New spider-like species discovered in 305 million-year-old fossil
2016-04-05 15:58:18
Scientists have discovered an ancient relative of modern spiders by carrying out cutting-edge scans of a 305 million year old fossil using Diamond’s powerful X-rays.
The fossilised spider-like creature was found inside a rock that was discovered in France some decades ago. Most of the animal’s body is completely encased in dense rock, and so palaeontologists were never able to classify it until now.

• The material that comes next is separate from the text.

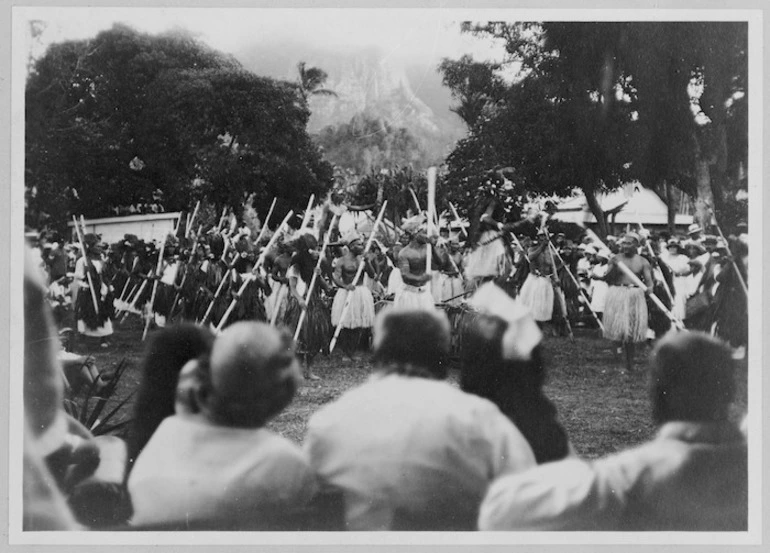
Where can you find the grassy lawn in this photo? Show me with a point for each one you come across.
(603, 408)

The team from the University of Manchester used laboratory CT scanning to reconstruct an image of the creature, but in order to accurately classify the creature, the group need to explore its anatomy in more detail.
And so the group turned to high resolution synchrotron tomography: a technique that exploits energy waves to determine the internal structure of an object.
Scientists at Diamond’s Joint Engineering and Environmental Processing beamline (I12) were able to provide the exquisite detail required to allow close examination of the spidery animal’s anatomy.
The group discovered a key difference between their fossilised animal and modern spiders: unlike regular spiders, the ancient creature lacked ‘spinnerets’: special organs that allow spiders to weave their webs.


“The earliest known spider is actually from the same fossil deposit – and it definitely has spinnerets,” said lead investigator Dr Russell Garwood.
“So what we’re actually looking at is an extinct lineage that split off from the spider line some time before 305 million years ago, and those two have evolved in parallel.”
The animal has now been classified as an entirely new species outside the order of true spiders.
The intense X-ray light produced at Diamond allows scientists to scrutinise matter on a level that would be impossible with standard laboratory equipment.
Diamond’s CEO, Prof Andrew Harrison, said: “This innovative work provides us with fascinating new insights into prehistoric life on Earth.
“The Manchester group’s findings at Diamond demonstrate how central intense synchrotron light can be to piecing together complex puzzles such as this.
“The work also demonstrates the real breadth of research that goes on here at Diamond – whether it’s ancient arachnids or cutting-edge technology and medicines, we really are enabling a huge range of compelling scientific research.”